Les frustrations peuvent et se transforment souvent en ressentiments profonds, ainsi qu'en une colère diffuse que son porteur n'est pas capable de comprendre. Voilà, la logique de la création de valeur et donc de la concurrence capitaliste réside dans l'inconscient social et se manifeste de manière déformée et par transferts : par exemple, dans l'Allemagne nazie, le Juif en est venu à être considéré comme une créature corrompue de l'argent et la capitale. Or, la pulsion de mort qui agite l'extrémiste de droite se manifeste, à la limite, par un désir bestial de détruire tout ce qui, selon lui, le dérange.

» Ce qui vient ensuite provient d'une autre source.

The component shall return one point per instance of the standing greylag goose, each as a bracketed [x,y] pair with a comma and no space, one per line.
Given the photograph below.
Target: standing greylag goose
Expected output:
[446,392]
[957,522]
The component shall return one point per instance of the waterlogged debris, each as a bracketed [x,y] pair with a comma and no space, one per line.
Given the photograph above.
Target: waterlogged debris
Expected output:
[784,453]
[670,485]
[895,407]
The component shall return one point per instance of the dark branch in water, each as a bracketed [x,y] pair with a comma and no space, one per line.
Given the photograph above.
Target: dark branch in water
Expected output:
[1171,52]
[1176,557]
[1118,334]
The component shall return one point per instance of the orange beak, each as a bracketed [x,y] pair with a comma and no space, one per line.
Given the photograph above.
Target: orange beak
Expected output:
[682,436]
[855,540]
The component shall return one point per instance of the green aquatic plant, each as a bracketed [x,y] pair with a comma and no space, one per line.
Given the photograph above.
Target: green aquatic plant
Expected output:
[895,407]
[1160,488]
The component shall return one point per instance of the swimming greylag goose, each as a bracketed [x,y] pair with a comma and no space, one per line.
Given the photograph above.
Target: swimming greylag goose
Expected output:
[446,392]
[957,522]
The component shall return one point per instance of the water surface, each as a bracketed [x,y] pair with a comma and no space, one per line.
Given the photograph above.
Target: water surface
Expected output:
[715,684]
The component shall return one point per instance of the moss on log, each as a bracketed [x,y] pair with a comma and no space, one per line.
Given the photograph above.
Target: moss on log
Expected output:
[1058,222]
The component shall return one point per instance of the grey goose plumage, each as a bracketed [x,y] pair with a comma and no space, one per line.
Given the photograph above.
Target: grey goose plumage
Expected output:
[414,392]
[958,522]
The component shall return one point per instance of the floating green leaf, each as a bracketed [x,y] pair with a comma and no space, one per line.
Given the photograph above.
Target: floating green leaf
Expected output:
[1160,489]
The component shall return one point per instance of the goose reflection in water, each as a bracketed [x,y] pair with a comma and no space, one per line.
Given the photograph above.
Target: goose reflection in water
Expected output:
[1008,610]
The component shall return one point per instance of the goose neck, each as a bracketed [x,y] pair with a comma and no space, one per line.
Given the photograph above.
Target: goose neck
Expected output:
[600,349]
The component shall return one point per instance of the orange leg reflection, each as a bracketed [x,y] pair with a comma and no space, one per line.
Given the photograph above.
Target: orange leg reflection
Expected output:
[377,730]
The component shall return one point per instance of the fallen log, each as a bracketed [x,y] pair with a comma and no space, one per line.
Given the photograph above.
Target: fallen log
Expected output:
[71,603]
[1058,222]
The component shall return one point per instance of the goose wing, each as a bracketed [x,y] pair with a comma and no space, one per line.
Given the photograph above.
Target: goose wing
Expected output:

Ici, on soutient que le nihilisme, en fin de compte, est le résultat de la prépondérance des valeurs économiques dans la société, un sol dans lequel non seulement les comportements violents et irrationnels prospèrent au sein de la famille et de la communauté, mais aussi le fascisme dans la sphère de la vie quotidienne. et de la politique.
Cette impulsion apparaît parfois dans des conduites individuelles, mais, sous certaines conditions, elle est captée et organisée par des partis dirigés par des leaders charismatiques d'extrême droite. L'explosivité latente qui se diffuse au sein de la société et qui est fortement présente chez certains individus se transforme désormais en un mouvement de masse qui se met à parader sous le drapeau de la haine et au nom du culte d'un chef. La possibilité qu'il arrive au pouvoir est là où réside le grand danger.
C'est pourquoi dans les ruines du néolibéralisme - la "religion" de la liberté et de la rationalité du capital et non de l'être humain possible qui vit, souffert et opprimé, au sein de la personnification de "l'homme économique" - l'herbe pousse désormais dans de nombreux pays mauvais et toxique du néo-fascisme.
Il reste donc à se demander : après tout, quelle plus grande valeur cela élève-t-il ? La question est ouverte. Que diriez-vous d'un socialisme radicalement démocratique qui dépasse la sociabilité du capital, qui promeut les biens communs, dont l'espace démocratique, et qui ne tombe donc ni dans l'autoritarisme ni dans le totalitarisme ? Existe-t-il une alternative ? La possibilité indiquée existe, mais elle nécessite d'abandonner la logique du « toujours plus », de l'insatiable. Ce n'est qu'alors que le nihilisme pourra être efficacement surmonté.
*Éleutério Prado est professeur titulaire et senior au département d'économie de la FEA/USP.
Note : Les thèses de cet article ont été influencées par les écrits de Wilton Moreira trouvés sur son blog poésie maintenant.
notes
[1] Toutes les références aux écrits de Nietzsche proviennent de l'ouvrage du même titre, de la Collection Os Pensadores, Abril Cultural, 1983, section « À propos du nihilisme et de l'éternel retour ».